1000/18.79 = 53.22 iter/sec
1000/19.54 = 51.18
1000/18.55 = 53.91
1000/18.68 = 53.53
1000/18.50 = 54.05
1000/18.08 = 55.31
Sum of six = 321.20 iter / sec (0.01 /sec difference is probably due to 2-digit roundoff)
Work required for an iteration is roughly exponent * log (exponent) * log( log(exponent)) and fft length is a nearly linear function of exponent, while the processor's rate of work is fairly constant. See for example the last two attachments of
https://www.mersenneforum.org/showpo...19&postcount=5, right columns; constant within +-20% over 2M-64M fft length. (Numerous processor types have been exhaustively benchmarked and posted in that thread.) Large multiprecision multiplication is so for some rather fundamental reasons; see Donald Knuth, Seminumerical Algorithms or
https://www.mersenneforum.org/showpo...21&postcount=7
If this still doesn't make sense that iteration time is dependent on fft length or exponent, time yourself for each of squaring a one-digit decimal number; a 4 digit, and a 10-digit.
What is most efficient on a given system depends on system and processor details and fft length.

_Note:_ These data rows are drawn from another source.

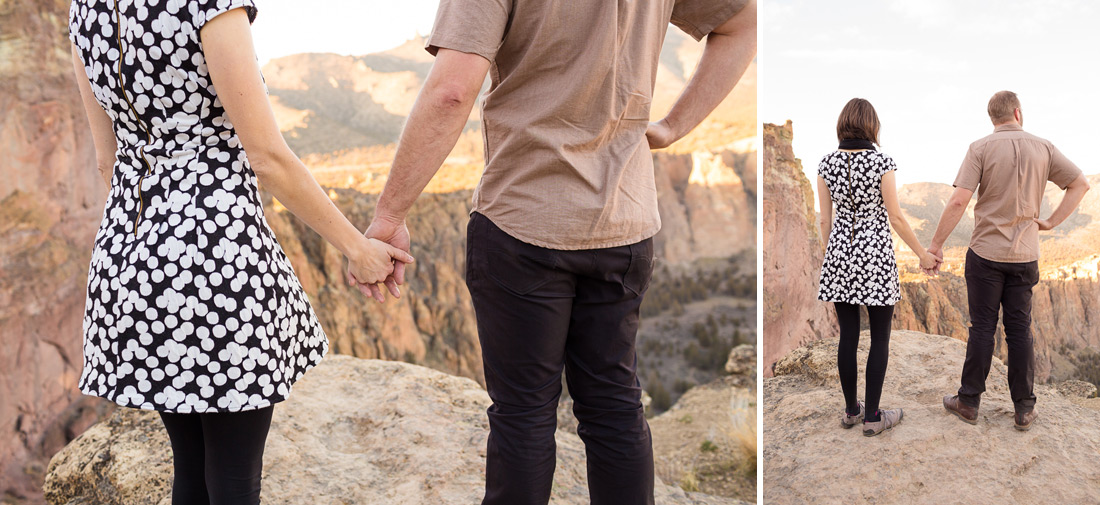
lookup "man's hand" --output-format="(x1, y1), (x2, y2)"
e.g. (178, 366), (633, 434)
(645, 119), (677, 149)
(367, 217), (411, 298)
(1035, 218), (1055, 231)
(924, 245), (944, 275)
(347, 217), (411, 302)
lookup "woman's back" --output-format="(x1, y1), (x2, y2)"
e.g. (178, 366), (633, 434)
(69, 0), (254, 161)
(69, 0), (329, 415)
(818, 150), (894, 220)
(817, 148), (900, 307)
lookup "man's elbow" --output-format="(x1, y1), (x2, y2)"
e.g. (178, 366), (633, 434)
(425, 83), (477, 114)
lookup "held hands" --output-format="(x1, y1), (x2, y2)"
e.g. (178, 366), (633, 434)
(345, 231), (414, 303)
(345, 217), (413, 303)
(920, 246), (944, 276)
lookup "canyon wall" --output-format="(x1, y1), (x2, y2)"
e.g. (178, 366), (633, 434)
(0, 0), (115, 500)
(761, 122), (835, 376)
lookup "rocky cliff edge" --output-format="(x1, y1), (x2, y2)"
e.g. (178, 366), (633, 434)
(763, 330), (1100, 504)
(44, 355), (751, 505)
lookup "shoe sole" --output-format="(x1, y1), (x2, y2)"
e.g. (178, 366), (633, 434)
(945, 407), (978, 425)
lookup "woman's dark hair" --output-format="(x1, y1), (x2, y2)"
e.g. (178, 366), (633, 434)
(836, 98), (880, 145)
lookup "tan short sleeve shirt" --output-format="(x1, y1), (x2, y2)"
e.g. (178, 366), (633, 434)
(953, 124), (1083, 263)
(426, 0), (749, 250)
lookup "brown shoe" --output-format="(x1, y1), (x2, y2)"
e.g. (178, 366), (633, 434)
(862, 408), (903, 437)
(943, 395), (978, 425)
(1014, 410), (1037, 431)
(840, 401), (865, 429)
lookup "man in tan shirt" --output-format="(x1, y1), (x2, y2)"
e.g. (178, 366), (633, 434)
(353, 1), (756, 503)
(930, 91), (1089, 431)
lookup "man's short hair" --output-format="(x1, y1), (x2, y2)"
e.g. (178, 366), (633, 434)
(988, 91), (1020, 124)
(836, 98), (880, 145)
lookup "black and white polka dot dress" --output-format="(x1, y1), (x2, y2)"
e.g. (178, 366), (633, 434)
(817, 150), (901, 306)
(69, 0), (328, 413)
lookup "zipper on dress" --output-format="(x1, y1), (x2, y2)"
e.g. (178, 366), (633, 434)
(111, 0), (155, 237)
(847, 153), (855, 243)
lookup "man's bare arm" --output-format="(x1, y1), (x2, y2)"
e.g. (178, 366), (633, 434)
(928, 186), (974, 257)
(374, 49), (490, 224)
(647, 0), (757, 149)
(360, 49), (490, 299)
(1037, 174), (1090, 230)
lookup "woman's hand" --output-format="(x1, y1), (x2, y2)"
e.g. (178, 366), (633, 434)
(346, 237), (415, 302)
(918, 250), (940, 275)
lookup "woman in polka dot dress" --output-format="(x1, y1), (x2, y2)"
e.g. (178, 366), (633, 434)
(816, 98), (938, 437)
(68, 1), (413, 502)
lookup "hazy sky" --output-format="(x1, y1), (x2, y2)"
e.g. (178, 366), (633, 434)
(762, 0), (1100, 192)
(250, 1), (438, 63)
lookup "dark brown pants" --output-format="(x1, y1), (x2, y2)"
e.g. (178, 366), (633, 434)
(958, 248), (1038, 413)
(465, 212), (655, 505)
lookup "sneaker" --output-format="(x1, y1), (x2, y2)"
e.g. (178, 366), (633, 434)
(862, 408), (903, 437)
(840, 401), (865, 429)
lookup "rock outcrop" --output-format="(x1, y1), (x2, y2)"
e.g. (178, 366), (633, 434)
(0, 0), (112, 500)
(764, 330), (1100, 504)
(650, 375), (757, 502)
(44, 355), (747, 505)
(761, 122), (836, 376)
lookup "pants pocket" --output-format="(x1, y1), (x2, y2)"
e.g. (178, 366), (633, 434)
(623, 238), (655, 296)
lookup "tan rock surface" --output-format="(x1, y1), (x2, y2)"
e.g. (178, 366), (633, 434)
(650, 377), (757, 503)
(762, 122), (836, 376)
(45, 355), (745, 505)
(764, 330), (1100, 504)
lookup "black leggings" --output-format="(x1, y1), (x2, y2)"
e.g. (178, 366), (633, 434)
(835, 303), (894, 421)
(159, 406), (274, 505)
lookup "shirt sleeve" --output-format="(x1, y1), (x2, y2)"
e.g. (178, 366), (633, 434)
(1047, 144), (1083, 189)
(671, 0), (749, 41)
(953, 143), (982, 191)
(425, 0), (512, 62)
(190, 0), (258, 33)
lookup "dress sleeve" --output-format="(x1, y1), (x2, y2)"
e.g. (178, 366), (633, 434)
(882, 154), (897, 177)
(425, 0), (512, 62)
(190, 0), (258, 33)
(671, 0), (749, 41)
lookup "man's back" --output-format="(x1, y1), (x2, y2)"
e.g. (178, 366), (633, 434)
(954, 124), (1080, 262)
(427, 0), (748, 250)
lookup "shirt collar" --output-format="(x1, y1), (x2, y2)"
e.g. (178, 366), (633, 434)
(994, 124), (1023, 133)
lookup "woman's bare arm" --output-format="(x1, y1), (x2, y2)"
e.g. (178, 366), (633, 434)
(71, 43), (118, 188)
(817, 176), (832, 252)
(882, 170), (937, 271)
(199, 9), (412, 300)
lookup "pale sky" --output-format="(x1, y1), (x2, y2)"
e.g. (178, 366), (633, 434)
(250, 1), (439, 64)
(762, 0), (1100, 196)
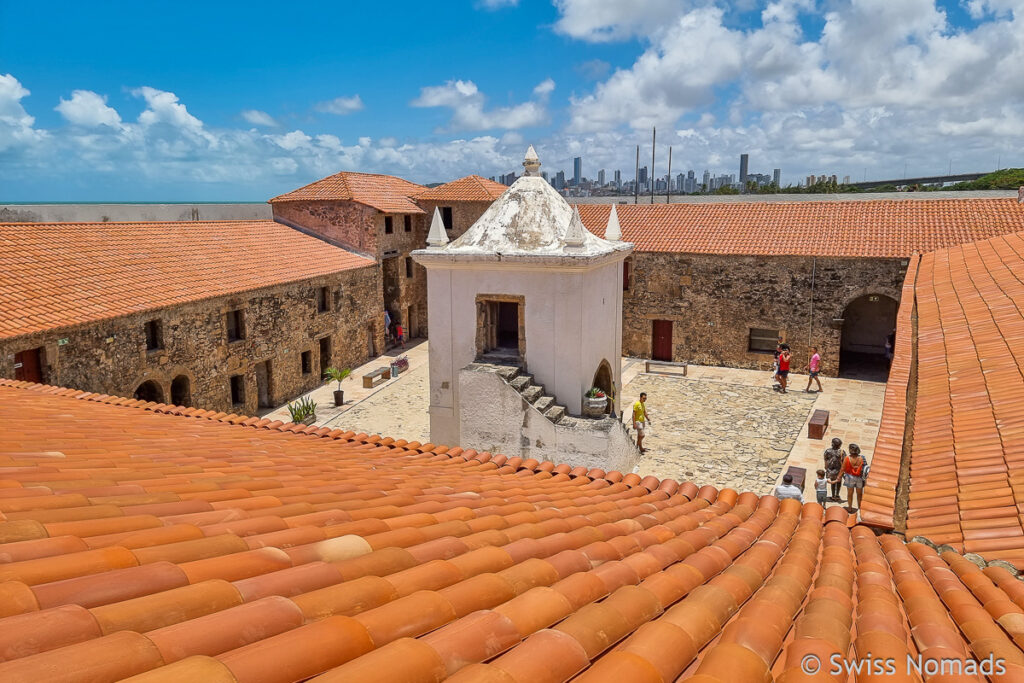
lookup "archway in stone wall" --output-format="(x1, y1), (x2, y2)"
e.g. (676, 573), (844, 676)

The optimal number of workers can change versus exponent or fft length. Dual-Xeon systems do MUCH better with 2 workers or more than with one; single-worker throughput on the Knights Landing I'm benchmarking now is positively dreadful with one worker (less than 10% of maximum in some fft lengths).
Hyperthreading usually is not an advantage in fft-based multiplication, but in some cases provides an advantage.
Benchmarking them is the right thing to do.
Welcome to the forum. And the learning curve.